La más reciente, antes de concluir su gestión y sin seguir el protocolo legislativo una vez más, la XXIII Legislatura le aprobó una municipalización patito de las comisiones del agua, en la que pretenden pasar el trabajo a los municipios y dejar el dinero en el Estado. Además de intentar evitar que la gobernadora entrante reconsidere el contrato con Fisamex, empresa que, usando una fórmula creada por un empleado del gobierno, se ha enriquecido cobrando millonarias deudas de agua, algunas falsas y otras reales.

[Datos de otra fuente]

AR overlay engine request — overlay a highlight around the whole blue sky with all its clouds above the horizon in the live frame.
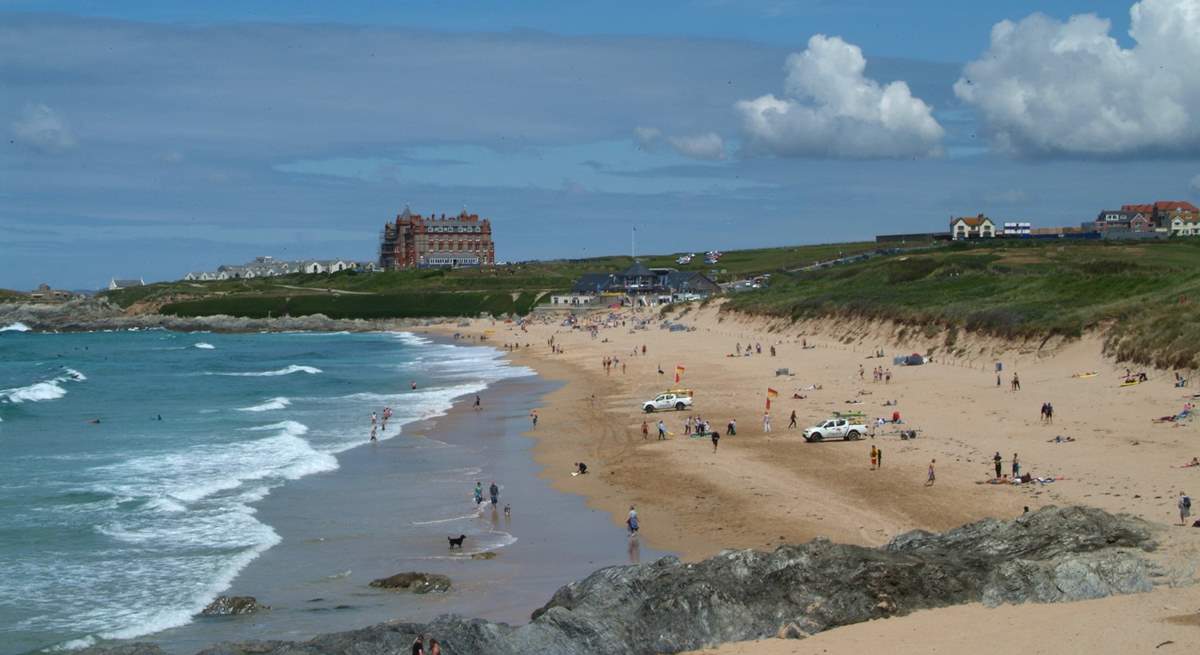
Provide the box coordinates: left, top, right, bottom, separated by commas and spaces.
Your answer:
0, 0, 1200, 289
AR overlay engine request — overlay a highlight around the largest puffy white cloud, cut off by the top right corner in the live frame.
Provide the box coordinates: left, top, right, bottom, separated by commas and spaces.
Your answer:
954, 0, 1200, 157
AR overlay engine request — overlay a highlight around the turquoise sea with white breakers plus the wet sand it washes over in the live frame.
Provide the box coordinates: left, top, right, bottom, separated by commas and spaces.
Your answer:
0, 324, 641, 655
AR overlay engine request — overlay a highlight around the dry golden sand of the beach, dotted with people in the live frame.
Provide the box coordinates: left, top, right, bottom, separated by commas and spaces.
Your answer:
420, 301, 1200, 653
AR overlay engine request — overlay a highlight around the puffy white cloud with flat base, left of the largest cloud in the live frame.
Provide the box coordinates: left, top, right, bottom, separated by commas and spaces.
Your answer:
736, 35, 944, 158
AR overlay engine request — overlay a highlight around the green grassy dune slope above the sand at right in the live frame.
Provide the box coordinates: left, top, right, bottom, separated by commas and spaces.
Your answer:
725, 240, 1200, 368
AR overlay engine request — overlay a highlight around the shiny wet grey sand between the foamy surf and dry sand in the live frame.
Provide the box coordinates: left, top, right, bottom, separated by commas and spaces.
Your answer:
124, 339, 662, 653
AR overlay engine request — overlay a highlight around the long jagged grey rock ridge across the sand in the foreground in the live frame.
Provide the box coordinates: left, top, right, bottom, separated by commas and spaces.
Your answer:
77, 507, 1156, 655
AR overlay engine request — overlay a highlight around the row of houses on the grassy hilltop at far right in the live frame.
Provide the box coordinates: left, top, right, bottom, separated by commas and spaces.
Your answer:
949, 200, 1200, 241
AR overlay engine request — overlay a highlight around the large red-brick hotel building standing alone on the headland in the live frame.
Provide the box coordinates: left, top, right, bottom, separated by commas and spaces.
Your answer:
379, 208, 496, 270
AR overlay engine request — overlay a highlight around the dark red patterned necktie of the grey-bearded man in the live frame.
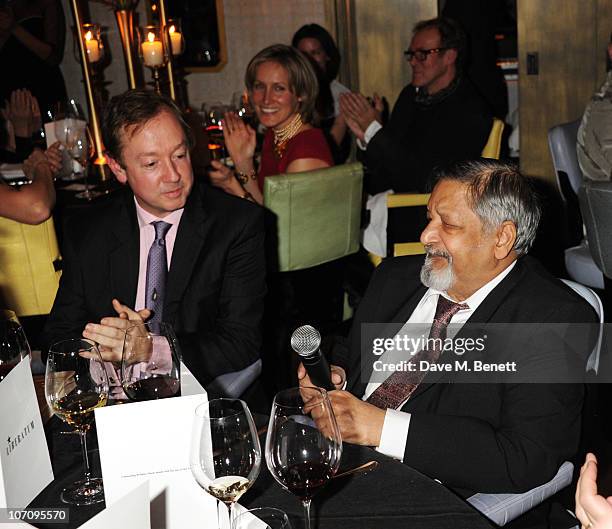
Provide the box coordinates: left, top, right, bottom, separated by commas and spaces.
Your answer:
367, 295, 469, 410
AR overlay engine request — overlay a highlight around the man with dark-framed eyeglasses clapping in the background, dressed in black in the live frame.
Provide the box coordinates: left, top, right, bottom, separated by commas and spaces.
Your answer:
341, 18, 492, 198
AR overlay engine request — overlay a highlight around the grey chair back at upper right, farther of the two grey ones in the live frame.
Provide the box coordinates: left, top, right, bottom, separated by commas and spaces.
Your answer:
548, 120, 583, 202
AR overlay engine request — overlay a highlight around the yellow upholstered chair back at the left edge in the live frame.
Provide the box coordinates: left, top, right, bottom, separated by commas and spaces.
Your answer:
0, 218, 61, 316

Situación que ya generó la promoción de seis controversias constitucionales.
Como resultado del desaseo y los abusos mencionados, el mayor riesgo es para la próxima administración de Marina del Pilar Ávila Olmeda, quien tomará posesión el 1 de noviembre y recibirá un Estado sin maniobrabilidad financiera, empeñado, con deudas adicionales, porque deberá responder a las órdenes de los jueces, de regresarle a los contribuyentes los millones de pesos cobrados irregularmente por Jaime Bonilla.

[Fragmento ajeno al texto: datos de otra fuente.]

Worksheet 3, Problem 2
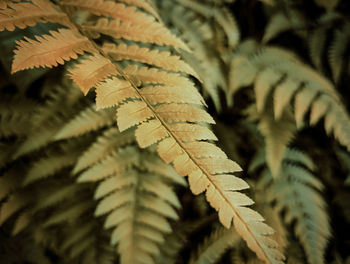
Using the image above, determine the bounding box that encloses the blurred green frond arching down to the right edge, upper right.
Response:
[228,41,350,152]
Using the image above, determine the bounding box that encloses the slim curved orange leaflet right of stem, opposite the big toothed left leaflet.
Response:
[102,43,198,77]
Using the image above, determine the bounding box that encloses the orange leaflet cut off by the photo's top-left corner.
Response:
[0,0,70,31]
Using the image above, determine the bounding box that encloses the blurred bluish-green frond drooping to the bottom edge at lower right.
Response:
[251,150,331,264]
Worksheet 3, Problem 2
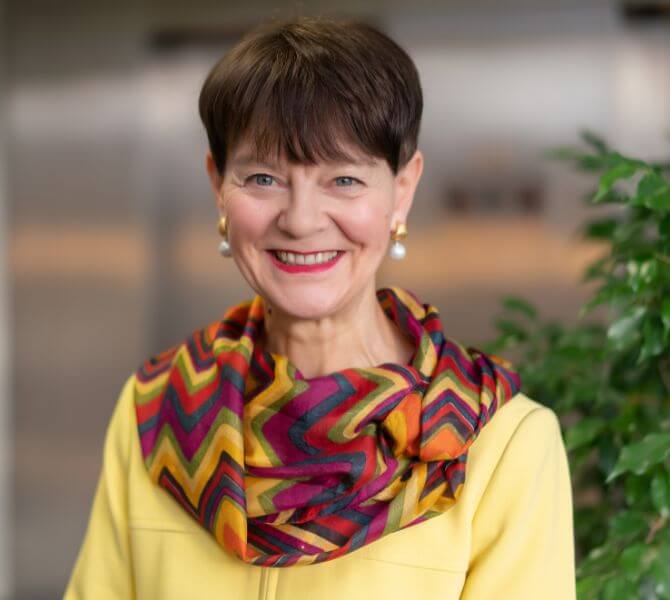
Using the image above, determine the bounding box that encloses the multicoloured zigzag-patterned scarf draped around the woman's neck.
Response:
[135,287,521,567]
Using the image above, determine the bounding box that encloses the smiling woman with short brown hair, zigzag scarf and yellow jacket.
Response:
[65,18,575,600]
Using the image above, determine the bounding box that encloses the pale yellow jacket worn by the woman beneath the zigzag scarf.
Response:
[64,375,576,600]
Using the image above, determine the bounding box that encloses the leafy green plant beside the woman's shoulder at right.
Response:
[483,133,670,600]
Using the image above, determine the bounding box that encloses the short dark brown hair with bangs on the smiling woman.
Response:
[199,16,423,174]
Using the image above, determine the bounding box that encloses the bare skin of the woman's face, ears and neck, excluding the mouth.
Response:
[205,143,423,378]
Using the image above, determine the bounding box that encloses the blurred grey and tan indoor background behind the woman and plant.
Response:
[0,0,670,600]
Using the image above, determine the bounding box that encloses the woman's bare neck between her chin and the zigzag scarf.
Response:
[261,281,414,378]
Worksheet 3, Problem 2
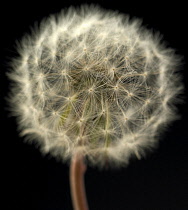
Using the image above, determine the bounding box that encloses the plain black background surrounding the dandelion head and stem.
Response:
[0,0,188,210]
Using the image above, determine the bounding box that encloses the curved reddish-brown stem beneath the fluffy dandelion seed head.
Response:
[70,154,89,210]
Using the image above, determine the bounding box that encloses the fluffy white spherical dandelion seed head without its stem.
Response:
[9,5,181,166]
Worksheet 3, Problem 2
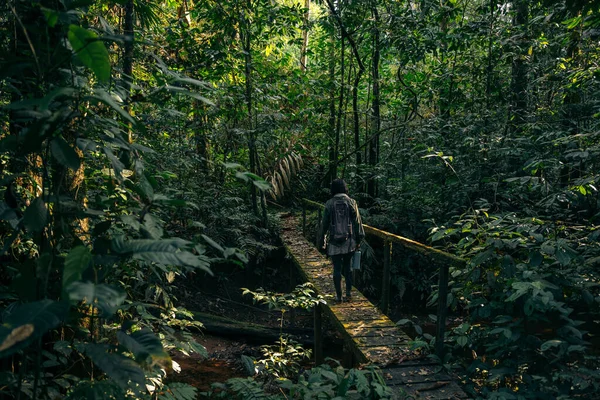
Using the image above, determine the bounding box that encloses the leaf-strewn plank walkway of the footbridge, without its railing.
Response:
[281,215,467,399]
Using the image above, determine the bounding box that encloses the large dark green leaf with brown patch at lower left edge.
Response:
[0,300,68,358]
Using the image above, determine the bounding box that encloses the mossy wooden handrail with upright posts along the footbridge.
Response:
[302,199,465,358]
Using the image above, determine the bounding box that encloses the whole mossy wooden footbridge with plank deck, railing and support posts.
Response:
[281,200,467,399]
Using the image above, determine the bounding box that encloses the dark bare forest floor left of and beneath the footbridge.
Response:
[166,260,344,392]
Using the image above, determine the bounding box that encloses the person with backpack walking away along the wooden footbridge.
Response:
[319,179,365,302]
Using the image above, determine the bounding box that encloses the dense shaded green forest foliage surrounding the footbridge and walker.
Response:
[0,0,600,400]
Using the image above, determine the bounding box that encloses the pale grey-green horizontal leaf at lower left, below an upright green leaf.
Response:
[67,282,127,317]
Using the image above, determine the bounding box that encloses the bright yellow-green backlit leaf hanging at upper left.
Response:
[68,25,110,82]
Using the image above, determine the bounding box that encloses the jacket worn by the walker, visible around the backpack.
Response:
[319,193,365,256]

Entonces, Ávila y a la XXIV Legislatura tendrán la nada envidiable responsabilidad de limpiar el desorden que dejaron sus antecesores, recordemos, ocho de ellos repitiendo en el encargo. Reformar lo que haya que reformar, cancelar lo que sea necesario, revisar cuántos millones se recaudaron y en qué se gastaron, reponer y obligarlos a regresar si es que algo se llevaron, hacer lo necesario para salir de la estrechez financiera que heredan y generar el desarrollo que urge para salir de la crisis generada por la pandemia.
Como Bonilla, la primera gobernadora bajacaliforniana contará con sus 17 votos de mayoría. A los ocho reelectos se suman: Manuel Guerrero Luna, Alejandra Ang Hernández, Michel Sánchez Allende, Sergio Moctezuma López, Evelyn Sánchez, María del Rocío Adame Muñoz y Montserrat Murillo López, quien ganó sin esfuerzo porque la cambiaron por Miriam Elizabeth Cano justo antes de la votación.
De sus asociados, Marco Antonio Blásquez Salinas (PT) y César Adrián González García (PVEM), de quienes se sabe poco -salvo Blásquez-, se espera un mejor papel que el de sus compañeros reciclados. Hay que observarlos trabajar en las primeras sesiones, para saber de qué están hechos.
Lo mismo para la oposición que llegó vía plurinominales, tres del PAN, tres del PES, uno del PRI y otra de Movimiento Ciudadano; deberán trabajar como un contrapeso constructivo y propositivo para validarse y generar equilibrios.
A todos les corresponderá limpiar el desorden de los que se van, y no es fácil. Será cuestión de tiempo para saber qué tan competentes son y hasta dónde son capaces de llegar. Conocer qué es más importante para ellos: los ciudadanos electores, o los intereses de sus partidos.